ECON 626: Midterm Review

Published

October 24, 2022

\[ \def\R{{\mathbb{R}}} \def\Er{{\mathrm{E}}} \def\var{{\mathrm{Var}}} \newcommand\norm[1]{\left\lVert#1\right\rVert} \def\cov{{\mathrm{Cov}}} \]

List of Definitions and Results

Measure Theory

Measure Space

A set $\Omega$
A collection of subsets, $\mathscr{F}$, of $\Omega$ that is a $\sigma$-field (aka $\sigma$-algebra) , that is
1. $\Omega \in \mathscr{F}$
2. If $A \in \mathscr{F}$, then $A^c \in \mathscr{F}$
3. If $A_1, A_2, ... \in \mathscr{F}$, then $\cup_{j=1}^\infty A_j \in \mathscr{F}$
A measure, $\mu: \mathcal{F} \to [0, \infty]$ s.t.
1. $\mu(\emptyset) = 0$
2. If $A_1, A_2, ... \in \mathscr{F}$ are pairwise disjoint, then $\mu\left(\cup_{j=1}^\infty A_j \right) = \sum_{j=1}^\infty \mu(A_j)$

Given a topology on $\Omega$, the Borel $\sigma$-field, $\mathscr{B}(\Omega)$, is the smallest $\sigma$-field containing all open subsets of $\Omega$.

$f: \Omega \to \mathbf{R}$ is ($\mathscr{F}$-)measurable if $\forall$ $B \in \mathscr{B}(\mathbf{R})$, $f^{-1}(B) \in \mathscr{F}$

Tip

Chapter 1, exercises 1.1, 1.2,

Lesbegue Integral

The Lesbegue integral satisfies:

If $f \geq 0$ a.e., then $\int f d\mu \geq 0$
Linearity: $\int (af + bg) d\mu = a\int f d\mu + b \int g d \mu$

Measure $\nu$ is absolutely continuous with respect to $\mu$ if for $A \in \mathscr{F}$, $\mu(A) = 0$ implies $\nu(A) = 0$
- denotate as $\nu \ll \mu$
- $\mu$ is called a dominating measure

Radon-Nikodym Derivative

Let $(\Omega,\mathscr{F},\mu)$ be a measure space, and let $\nu$ and $\mu$ be $\sigma$-finite measures defined on $\mathscr{F}$ and $\nu \ll \mu$. Then there is a nonnegative measurable function $f$ such that for each set $A\in \mathscr{F}$, \[ \nu (A)=\int_{A}fd\mu \] For any such $f$ and $g$, $\mu (\{\omega \in \Omega:f(\omega )\neq g(\omega )\})=0$

Tip

Chapter 1, exercises 3.1, 3.2

Convergence Theorems

Continuity of Measure

Suppose that $\{E_{n}\}$ is a monotone sequence of events. Then \[ \mu \left( \lim_{n\rightarrow \infty}E_{n}\right) =\lim_{n\rightarrow \infty }\mu (E_{n}). \]

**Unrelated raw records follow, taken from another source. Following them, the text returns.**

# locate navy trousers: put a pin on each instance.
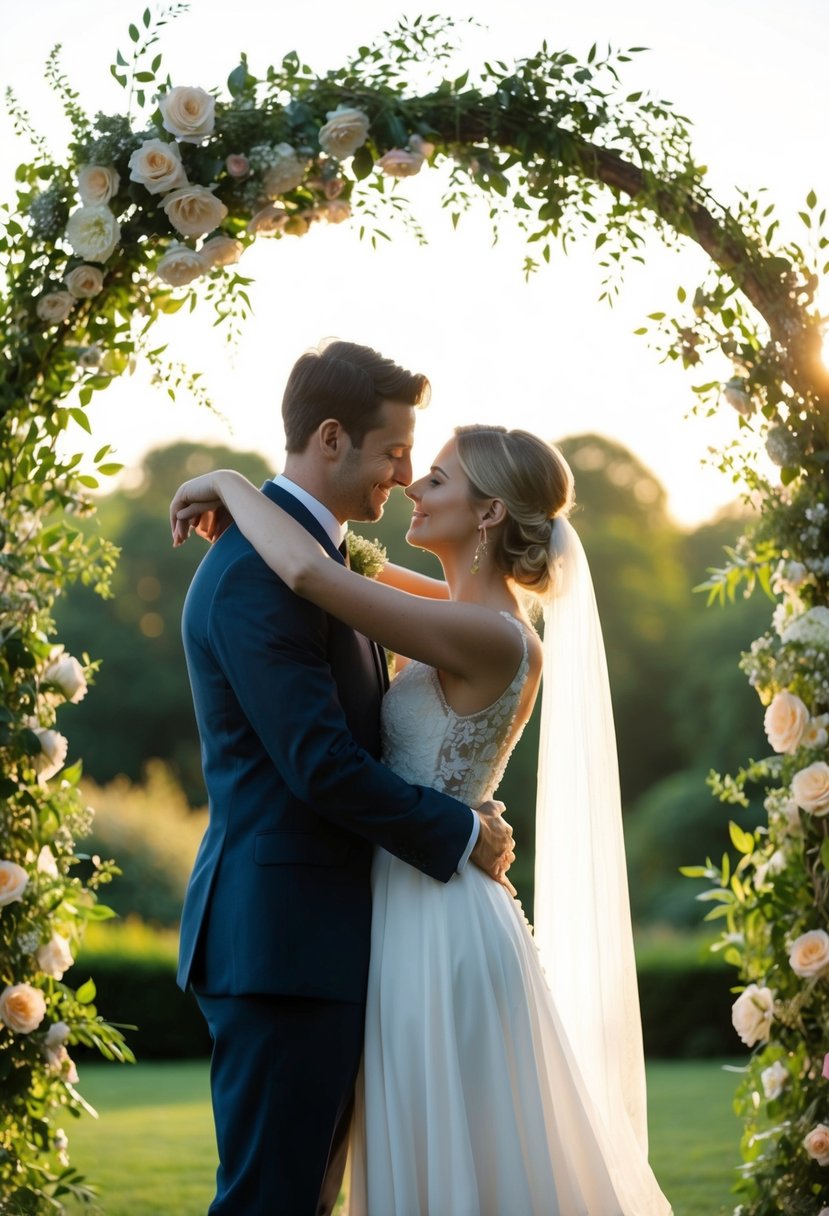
(282, 1082)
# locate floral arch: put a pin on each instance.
(164, 200)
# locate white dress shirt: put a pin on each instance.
(336, 530)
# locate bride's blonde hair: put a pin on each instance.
(535, 484)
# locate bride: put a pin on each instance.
(502, 1073)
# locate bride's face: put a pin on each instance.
(444, 517)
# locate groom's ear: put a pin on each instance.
(331, 439)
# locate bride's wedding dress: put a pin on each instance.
(469, 1101)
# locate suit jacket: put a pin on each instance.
(287, 701)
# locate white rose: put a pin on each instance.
(55, 307)
(193, 210)
(810, 788)
(46, 863)
(97, 184)
(13, 880)
(808, 955)
(817, 1144)
(55, 957)
(157, 167)
(67, 674)
(269, 219)
(54, 748)
(753, 1014)
(189, 113)
(221, 251)
(811, 628)
(785, 720)
(774, 1080)
(286, 174)
(399, 163)
(22, 1008)
(84, 281)
(92, 232)
(344, 133)
(180, 265)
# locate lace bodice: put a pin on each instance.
(427, 743)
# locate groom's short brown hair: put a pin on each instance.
(343, 381)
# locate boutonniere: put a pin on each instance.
(365, 556)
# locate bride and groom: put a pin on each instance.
(349, 932)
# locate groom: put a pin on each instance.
(275, 930)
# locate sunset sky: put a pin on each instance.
(751, 76)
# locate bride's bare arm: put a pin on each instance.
(445, 634)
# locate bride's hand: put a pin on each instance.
(198, 504)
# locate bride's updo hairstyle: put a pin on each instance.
(535, 484)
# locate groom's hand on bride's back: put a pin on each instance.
(494, 848)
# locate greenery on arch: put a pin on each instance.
(158, 203)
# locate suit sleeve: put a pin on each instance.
(271, 647)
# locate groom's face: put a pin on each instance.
(367, 474)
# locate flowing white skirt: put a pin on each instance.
(468, 1101)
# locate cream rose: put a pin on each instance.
(67, 675)
(55, 957)
(157, 167)
(189, 113)
(810, 788)
(54, 748)
(221, 251)
(808, 955)
(22, 1008)
(55, 307)
(753, 1014)
(269, 219)
(817, 1144)
(785, 721)
(84, 281)
(344, 133)
(193, 210)
(286, 174)
(180, 265)
(399, 163)
(774, 1080)
(13, 880)
(97, 184)
(92, 232)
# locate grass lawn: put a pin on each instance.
(152, 1149)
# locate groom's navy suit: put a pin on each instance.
(275, 930)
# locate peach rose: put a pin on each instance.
(785, 721)
(753, 1014)
(92, 232)
(808, 955)
(180, 265)
(237, 165)
(221, 251)
(810, 788)
(817, 1144)
(266, 220)
(97, 184)
(189, 113)
(193, 210)
(22, 1008)
(13, 880)
(286, 174)
(344, 133)
(399, 163)
(55, 307)
(67, 675)
(157, 167)
(55, 957)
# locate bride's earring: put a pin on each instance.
(480, 550)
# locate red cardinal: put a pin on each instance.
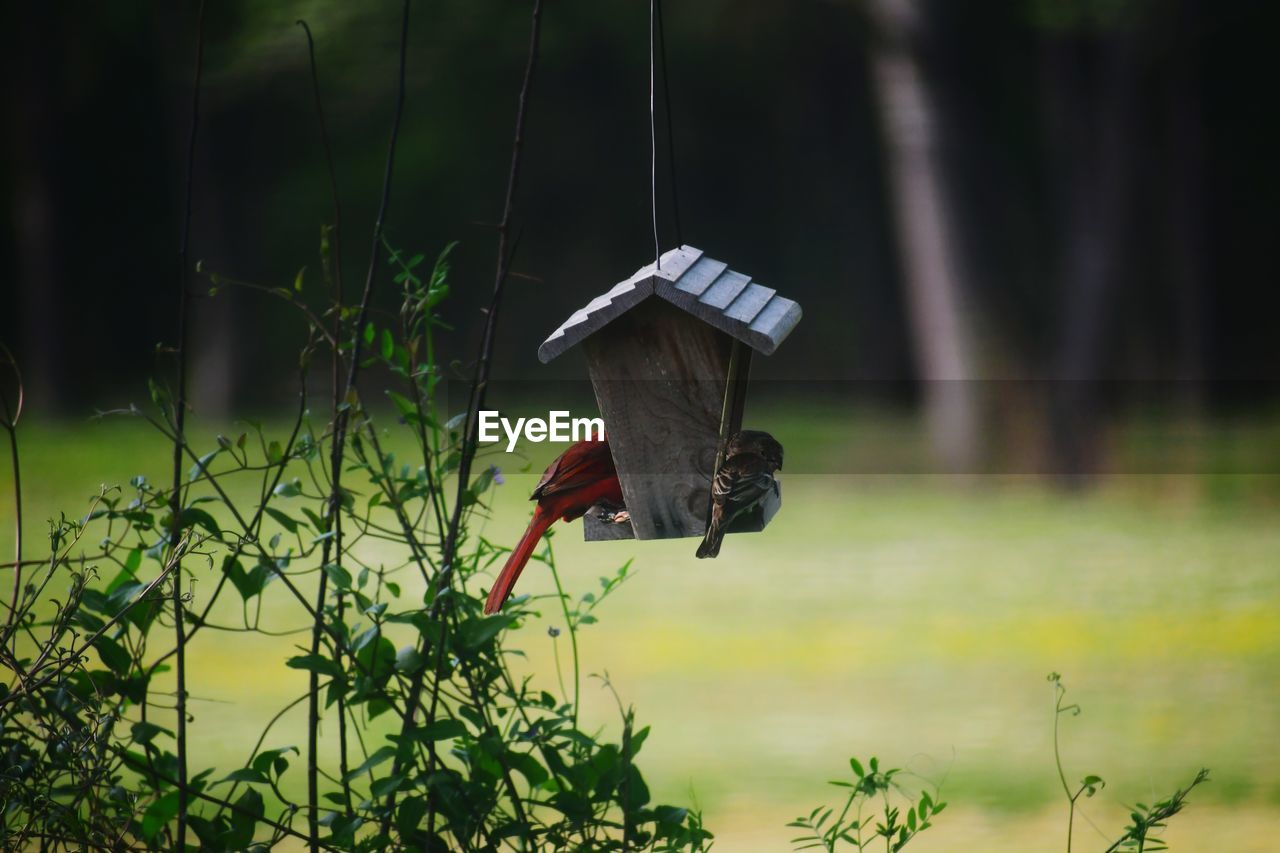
(581, 477)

Monotone Convergence Theorem

If $f_n:\Omega \to \mathbf{R}$ are measurable, $f_{n}\geq 0$, and for each $\omega \in \Omega$, $f_{n}(\omega )\uparrow f(\omega )$, then $\int f_{n}d\mu \uparrow \int fd\mu$ as $n\rightarrow \infty$

Fatou’s Lemma

If $f_n:\Omega \to \mathbf{R}$ are measurable, $f_{n}\geq 0$, then \[ \int \left( \text{liminf}_{n\rightarrow \infty }f_{n}d\mu \right) \leq \text{liminf}_{n\rightarrow \infty }\int f_{n}d\mu \]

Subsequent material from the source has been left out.